The Teachers' Scrounge

News and comments from the world of public education. A middle school math teacher shared what he learned today.

Thursday, January 8, 2009

Where Do YOU Draw the Line on School Supplies??

Today's news story of a school in economic crisis comes from Detroit. An elementary campus there sent home a letter requesting donations of toilet paper, paper towels, trash bags, and 60-, 100-, or 150-watt light bulbs. (Well, if they're still using incandescent bulbs, I'm not surprised there's a budget crunch.)

This brings up a great topic for discussion... what supplies is it appropriate for a school to REQUEST, and what supplies is it appropriate for a school to EXPECT?

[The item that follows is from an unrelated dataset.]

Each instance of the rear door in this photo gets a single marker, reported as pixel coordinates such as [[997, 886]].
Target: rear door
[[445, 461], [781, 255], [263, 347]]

  • Should every kid provide their own paper and pencil? What about markers and scissors? Kleenex? ZIP-LOC baggies?
  • How specific can we get? Any pack of map colors? 16-colors or more? Two RED folders? (That was a fun one to shop for.)
  • What about brands? My nephew's elementary teacher once demanded a specific brand of colored pencils, and a pair of FISKARS scissors. I know of teachers who insist that students bring Dixon-Ticonderoga pencils. (Yeah, we bought the cheap scissors.)
  • What about classroom or teacher supplies? Can supply lists request dry-erase markers for the board or batteries for calculators?
  • Price limit? In the areas of Texas I live, elementary school supplies were usually $100+, but middle school supply lists were expected to be less than $10.
  • In middle school or high school, should each teacher be allowed to issue their own supply list? Should the department agree on a list? The campus? Are electives allowed their own supply list?
  • What happens if the supplies don't show up? Or run out during the year? (How many of you teachers have called home to say, "XXXX has run out of paper and hasn't had any all week. Can you take care of this over the weekend, please?")
Are supply lists appropriate at all? Should schools bear the entire cost of a "free and public education," or is it proper for parents and students to invest in their education by bringing supplies? Should all schools follow Detroit's example and ask students to bring their own toilet paper?



Anonymous Anonymous said...

One of the ironies is that we don't require kids to supply their own breakfast or lunch, but we do expect them to produce supplies (and often general use supplies, like tissue).